What analysts are expecting
Analysts on average expect Micron to report revenue of $3.84 billion for the fourth quarter, although the range of estimates is wide, with a low estimate of $3.51 billion, and a high estimate of $4.82 billion. This is compared to $4.57 billion during the same period last year, with the average estimate representing a 16.1% year-over-year decline.

EPS estimates have been falling. Ninety days ago, the average analyst estimate was $0.56. This has fallen to $0.44, and again, the range is enormous, spanning $0.21 all the way to $0.94. EPS was $0.97 in the same period last year, and the average estimate is a decline of nearly 55%.

Predicting anything about Micron's results is challenging. PC sales slumped during the second quarter, and while there are signs that things are stabilizing, there's still a lot of uncertainty. Meanwhile, DRAM prices have been falling fast, and Gartner is predicting that DRAM oversupply will plague the industry through 2017. That's potentially bad news for Micron's bottom line.

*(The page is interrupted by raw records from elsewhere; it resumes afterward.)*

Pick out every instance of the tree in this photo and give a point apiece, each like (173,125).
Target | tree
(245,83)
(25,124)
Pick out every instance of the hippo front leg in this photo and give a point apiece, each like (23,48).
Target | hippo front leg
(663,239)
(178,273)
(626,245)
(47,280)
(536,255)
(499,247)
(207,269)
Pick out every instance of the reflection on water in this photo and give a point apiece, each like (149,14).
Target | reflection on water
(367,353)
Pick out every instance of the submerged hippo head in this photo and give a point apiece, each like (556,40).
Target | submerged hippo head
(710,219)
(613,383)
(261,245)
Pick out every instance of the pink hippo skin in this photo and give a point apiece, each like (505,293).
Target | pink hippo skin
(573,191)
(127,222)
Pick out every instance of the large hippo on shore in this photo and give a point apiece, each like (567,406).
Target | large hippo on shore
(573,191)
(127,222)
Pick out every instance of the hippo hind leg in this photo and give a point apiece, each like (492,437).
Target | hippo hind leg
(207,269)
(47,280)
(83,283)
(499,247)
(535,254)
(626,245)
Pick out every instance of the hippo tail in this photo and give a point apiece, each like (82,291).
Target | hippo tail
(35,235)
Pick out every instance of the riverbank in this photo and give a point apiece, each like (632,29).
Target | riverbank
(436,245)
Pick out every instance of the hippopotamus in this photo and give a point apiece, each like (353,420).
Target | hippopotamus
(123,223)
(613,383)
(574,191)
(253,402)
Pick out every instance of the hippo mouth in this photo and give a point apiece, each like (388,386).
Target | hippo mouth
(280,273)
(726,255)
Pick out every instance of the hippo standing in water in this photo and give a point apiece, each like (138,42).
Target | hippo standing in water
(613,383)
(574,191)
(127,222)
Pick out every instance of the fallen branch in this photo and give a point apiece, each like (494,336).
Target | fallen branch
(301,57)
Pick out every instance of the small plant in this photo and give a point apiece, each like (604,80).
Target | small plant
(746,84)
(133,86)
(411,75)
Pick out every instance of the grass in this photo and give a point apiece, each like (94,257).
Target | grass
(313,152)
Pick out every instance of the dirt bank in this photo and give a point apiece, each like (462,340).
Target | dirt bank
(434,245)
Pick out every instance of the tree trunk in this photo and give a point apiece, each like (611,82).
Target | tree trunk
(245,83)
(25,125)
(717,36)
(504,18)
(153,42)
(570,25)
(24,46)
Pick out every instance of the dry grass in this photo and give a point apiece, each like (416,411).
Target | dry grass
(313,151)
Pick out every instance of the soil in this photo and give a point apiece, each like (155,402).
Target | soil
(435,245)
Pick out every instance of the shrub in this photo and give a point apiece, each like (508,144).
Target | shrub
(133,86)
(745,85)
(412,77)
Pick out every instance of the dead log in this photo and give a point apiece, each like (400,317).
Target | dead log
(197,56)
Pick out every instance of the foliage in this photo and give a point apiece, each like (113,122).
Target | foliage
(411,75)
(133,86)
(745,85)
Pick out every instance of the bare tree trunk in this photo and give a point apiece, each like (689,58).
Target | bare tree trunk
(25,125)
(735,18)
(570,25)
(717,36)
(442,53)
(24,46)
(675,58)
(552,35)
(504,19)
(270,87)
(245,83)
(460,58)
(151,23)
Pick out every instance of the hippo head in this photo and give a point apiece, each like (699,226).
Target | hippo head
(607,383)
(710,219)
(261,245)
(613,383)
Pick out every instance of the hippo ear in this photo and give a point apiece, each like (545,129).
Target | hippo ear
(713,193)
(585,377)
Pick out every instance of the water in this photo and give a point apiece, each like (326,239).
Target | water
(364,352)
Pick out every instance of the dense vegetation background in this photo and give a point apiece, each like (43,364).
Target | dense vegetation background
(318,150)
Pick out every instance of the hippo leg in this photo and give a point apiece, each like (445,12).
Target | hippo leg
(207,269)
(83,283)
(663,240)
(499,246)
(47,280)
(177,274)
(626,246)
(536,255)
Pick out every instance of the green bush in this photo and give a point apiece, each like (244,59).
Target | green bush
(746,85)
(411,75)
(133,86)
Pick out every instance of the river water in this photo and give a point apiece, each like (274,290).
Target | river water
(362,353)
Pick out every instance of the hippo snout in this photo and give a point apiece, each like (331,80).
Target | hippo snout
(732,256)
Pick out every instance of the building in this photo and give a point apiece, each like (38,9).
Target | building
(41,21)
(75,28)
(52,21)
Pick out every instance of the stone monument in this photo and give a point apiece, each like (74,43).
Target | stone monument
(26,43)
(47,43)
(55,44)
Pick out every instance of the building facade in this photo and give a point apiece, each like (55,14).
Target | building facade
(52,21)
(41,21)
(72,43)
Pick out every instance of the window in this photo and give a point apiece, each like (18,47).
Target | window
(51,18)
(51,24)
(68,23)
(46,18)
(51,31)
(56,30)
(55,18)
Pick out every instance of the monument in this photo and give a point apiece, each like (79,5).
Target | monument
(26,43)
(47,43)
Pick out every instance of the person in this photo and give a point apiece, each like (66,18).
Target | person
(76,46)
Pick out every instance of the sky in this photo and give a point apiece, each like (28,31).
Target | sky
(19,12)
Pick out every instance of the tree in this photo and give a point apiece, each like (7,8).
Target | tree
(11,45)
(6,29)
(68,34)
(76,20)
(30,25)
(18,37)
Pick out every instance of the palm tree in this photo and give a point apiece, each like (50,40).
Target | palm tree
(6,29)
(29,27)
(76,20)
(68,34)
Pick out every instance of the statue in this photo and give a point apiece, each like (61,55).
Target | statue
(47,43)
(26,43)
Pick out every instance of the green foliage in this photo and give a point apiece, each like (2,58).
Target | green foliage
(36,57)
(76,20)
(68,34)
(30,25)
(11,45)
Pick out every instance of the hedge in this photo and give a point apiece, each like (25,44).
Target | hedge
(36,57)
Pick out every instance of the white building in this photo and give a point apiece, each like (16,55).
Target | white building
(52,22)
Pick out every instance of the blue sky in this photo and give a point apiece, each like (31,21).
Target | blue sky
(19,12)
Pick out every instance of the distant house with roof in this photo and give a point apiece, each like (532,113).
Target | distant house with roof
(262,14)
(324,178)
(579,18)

Beyond analyst expectations, investors should pay attention to a few things when Micron reports earnings.

How are margins holding up?
During the third quarter, Micron's profits fell off a cliff. Net income of $491 million was down 39% year over year, with gross margin falling from 34.4% to 31.2%. In Micron's Compute Networking Business Unit, which includes DRAM that goes into PCs and servers, revenue declined by 17% sequentially, with operating income contracting by 46%.

The only segment that grew was the Mobile Business Unit, which includes DRAM aimed at mobile devices. This was the most-profitable segment for Micron, both in absolute terms and as a percentage of revenue, but it wasn't able to counteract weakness in the PC market.

Investors will want to look at two things here: how the PC segment margins evolve during the fourth quarter, and whether the mobile segment continues to do well. If the PC business appears to stabilize, it could signal that the worst-case scenario for Micron -- DRAM oversupply lasting years -- may be less likely to occur.

The mobile segment is kind of a wild card. Smartphone growth is slowing dramatically, driven, in part, by the maturation of the Chinese smartphone market. IDC expects Chinese smartphone shipments to grow by just 1.2% during 2015, and while other emerging markets like India are still growing fast, the days of huge global smartphone shipment growth appear to be over.

IDC expects global smartphone shipments to grow at a compound annual rate of just 7.9% during the next five years. A drop in Micron's mobile margins during the fourth quarter could signal that oversupply is creeping into the mobile segment.

Micron's results during the next few years will depend heavily on how supply and demand in both the DRAM and NAND markets play out. The worst-case scenario is very bad for Micron, and it could lead to a repeat of 2012, when the company posted a massive loss. But better-than-expected numbers from Micron for the fourth quarter could signal that this worst-case scenario is overly pessimistic.